/n-gram

Primary LanguageJupyter Notebook

N-gram language model

Task Definition:

Language modeling is the task of predicting the next word or character in a document. This technique can be used to train language models that can be applied to a wide range of natural language tasks like text generation, classification, and question answering. The common language modeling techniques involve N-gram Language Models and Neural Langauge Models. A model's language modeling capability is measured using cross-entropy and perplexity.
N-gram Language model:

Implement an N-gram language model with Laplace smoothing and sentence generation.

Write a language model class with the below function.

i) A smoothing function for applying Laplace smoothing to n-gram frequency distribution.

ii) A model function to create a probability distribution for the vocabulary of the training corpus. Please note if you use a unigram model, then probabilities will be simple frequencies of each token with the entire corpus. Otherwise, the probabilities are Laplace-smooth relative frequencies.

iii) A perplexity function to evaluate the language model on the test dataset.

iv) A generate-sentence function to generate a sentence using the language model.
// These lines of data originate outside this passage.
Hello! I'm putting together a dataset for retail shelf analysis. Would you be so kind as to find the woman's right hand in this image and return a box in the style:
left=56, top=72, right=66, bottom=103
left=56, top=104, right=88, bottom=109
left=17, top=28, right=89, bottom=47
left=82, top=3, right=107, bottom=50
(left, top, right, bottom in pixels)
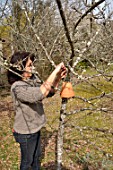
left=55, top=62, right=67, bottom=79
left=54, top=62, right=65, bottom=73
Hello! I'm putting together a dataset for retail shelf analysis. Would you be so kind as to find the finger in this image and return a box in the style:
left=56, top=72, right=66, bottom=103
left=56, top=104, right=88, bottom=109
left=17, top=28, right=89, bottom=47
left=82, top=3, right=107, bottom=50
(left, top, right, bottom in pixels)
left=61, top=71, right=67, bottom=78
left=61, top=66, right=67, bottom=72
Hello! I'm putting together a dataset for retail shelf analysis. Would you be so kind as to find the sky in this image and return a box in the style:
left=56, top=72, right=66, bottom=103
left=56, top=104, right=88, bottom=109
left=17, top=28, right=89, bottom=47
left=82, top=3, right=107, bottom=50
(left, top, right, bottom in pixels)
left=82, top=0, right=113, bottom=19
left=1, top=0, right=113, bottom=8
left=106, top=0, right=113, bottom=15
left=1, top=0, right=113, bottom=18
left=100, top=0, right=113, bottom=18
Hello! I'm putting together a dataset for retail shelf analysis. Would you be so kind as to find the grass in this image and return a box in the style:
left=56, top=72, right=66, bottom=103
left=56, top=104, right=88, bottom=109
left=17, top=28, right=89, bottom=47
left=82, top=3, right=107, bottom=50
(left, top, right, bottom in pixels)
left=0, top=71, right=113, bottom=169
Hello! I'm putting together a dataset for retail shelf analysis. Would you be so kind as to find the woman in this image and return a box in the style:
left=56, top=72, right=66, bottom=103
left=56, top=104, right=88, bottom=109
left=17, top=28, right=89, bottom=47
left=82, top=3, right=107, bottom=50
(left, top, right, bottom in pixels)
left=7, top=51, right=67, bottom=170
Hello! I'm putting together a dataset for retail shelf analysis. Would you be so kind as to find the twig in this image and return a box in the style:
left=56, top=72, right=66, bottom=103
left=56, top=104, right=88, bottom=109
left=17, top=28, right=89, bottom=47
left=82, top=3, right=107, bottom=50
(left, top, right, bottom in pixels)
left=73, top=0, right=105, bottom=34
left=65, top=125, right=113, bottom=135
left=23, top=5, right=56, bottom=68
left=67, top=107, right=112, bottom=116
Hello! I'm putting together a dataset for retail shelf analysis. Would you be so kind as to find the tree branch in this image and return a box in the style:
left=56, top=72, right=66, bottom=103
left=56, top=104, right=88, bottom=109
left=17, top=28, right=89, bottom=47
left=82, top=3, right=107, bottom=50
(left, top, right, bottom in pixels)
left=73, top=0, right=105, bottom=34
left=55, top=0, right=74, bottom=67
left=23, top=5, right=56, bottom=68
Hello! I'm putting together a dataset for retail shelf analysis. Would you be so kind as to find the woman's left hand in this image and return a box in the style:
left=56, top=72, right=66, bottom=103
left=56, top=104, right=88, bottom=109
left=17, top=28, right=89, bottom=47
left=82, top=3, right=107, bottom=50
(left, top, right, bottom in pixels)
left=57, top=66, right=67, bottom=80
left=60, top=68, right=67, bottom=79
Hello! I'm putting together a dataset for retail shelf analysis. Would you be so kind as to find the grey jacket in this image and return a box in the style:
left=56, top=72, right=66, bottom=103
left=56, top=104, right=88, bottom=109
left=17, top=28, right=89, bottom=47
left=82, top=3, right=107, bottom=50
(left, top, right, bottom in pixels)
left=11, top=79, right=46, bottom=134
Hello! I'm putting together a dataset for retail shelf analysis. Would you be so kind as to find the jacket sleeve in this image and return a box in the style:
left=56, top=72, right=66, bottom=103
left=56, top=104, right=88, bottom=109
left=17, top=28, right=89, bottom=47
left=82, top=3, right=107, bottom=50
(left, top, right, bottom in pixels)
left=46, top=91, right=55, bottom=98
left=13, top=85, right=45, bottom=103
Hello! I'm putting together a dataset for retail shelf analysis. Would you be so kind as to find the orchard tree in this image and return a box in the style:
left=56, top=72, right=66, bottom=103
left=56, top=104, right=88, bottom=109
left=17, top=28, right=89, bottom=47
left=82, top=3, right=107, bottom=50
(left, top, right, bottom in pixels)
left=0, top=0, right=113, bottom=169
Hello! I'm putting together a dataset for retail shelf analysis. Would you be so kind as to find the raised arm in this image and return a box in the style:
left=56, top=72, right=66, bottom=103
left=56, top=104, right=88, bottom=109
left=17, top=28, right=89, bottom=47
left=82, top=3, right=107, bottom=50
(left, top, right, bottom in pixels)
left=40, top=62, right=67, bottom=97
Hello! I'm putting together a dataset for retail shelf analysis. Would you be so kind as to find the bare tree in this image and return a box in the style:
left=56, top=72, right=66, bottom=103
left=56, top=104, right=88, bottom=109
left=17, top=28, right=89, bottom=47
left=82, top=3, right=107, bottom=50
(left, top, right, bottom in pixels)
left=0, top=0, right=113, bottom=169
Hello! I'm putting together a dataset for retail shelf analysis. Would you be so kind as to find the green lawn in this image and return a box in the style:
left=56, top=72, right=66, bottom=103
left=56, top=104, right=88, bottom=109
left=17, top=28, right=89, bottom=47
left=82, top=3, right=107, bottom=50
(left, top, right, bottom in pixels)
left=0, top=74, right=113, bottom=170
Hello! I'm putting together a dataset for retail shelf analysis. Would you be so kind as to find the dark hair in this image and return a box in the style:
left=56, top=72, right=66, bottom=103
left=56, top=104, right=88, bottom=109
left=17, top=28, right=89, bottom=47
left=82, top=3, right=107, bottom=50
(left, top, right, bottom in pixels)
left=7, top=51, right=35, bottom=85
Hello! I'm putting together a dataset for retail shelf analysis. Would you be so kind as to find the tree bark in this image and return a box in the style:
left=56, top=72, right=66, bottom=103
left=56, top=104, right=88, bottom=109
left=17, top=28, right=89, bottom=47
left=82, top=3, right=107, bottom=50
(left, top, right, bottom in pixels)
left=57, top=98, right=67, bottom=170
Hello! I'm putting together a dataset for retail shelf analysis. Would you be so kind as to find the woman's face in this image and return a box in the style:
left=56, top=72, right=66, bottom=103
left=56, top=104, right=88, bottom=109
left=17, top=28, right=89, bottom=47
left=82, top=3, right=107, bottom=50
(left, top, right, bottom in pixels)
left=23, top=58, right=33, bottom=78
Neural Network Based Language Model :

Implement a neural network-based language model, and calculate the perplexities for each input sentence based on the trained model. Please split your train data between 90% and 10% to create a dev set and fine-tune the model based on the dev dataset. Please prefer to use a PyTorch framework to implement the above code. Please use Word2Vec/Glove for the initialization of the model.

Evaluation Metrics:

Perplexity (For evaluating both the models)

Dataset:

English: https://drive.google.com/drive/folders/1lthDz3GKLxES130Ly6jdSyieOJZHe77R?usp=sharing

Submission Materials: Python file, Google drive link for the trained model, a doc-file with results, and your observation.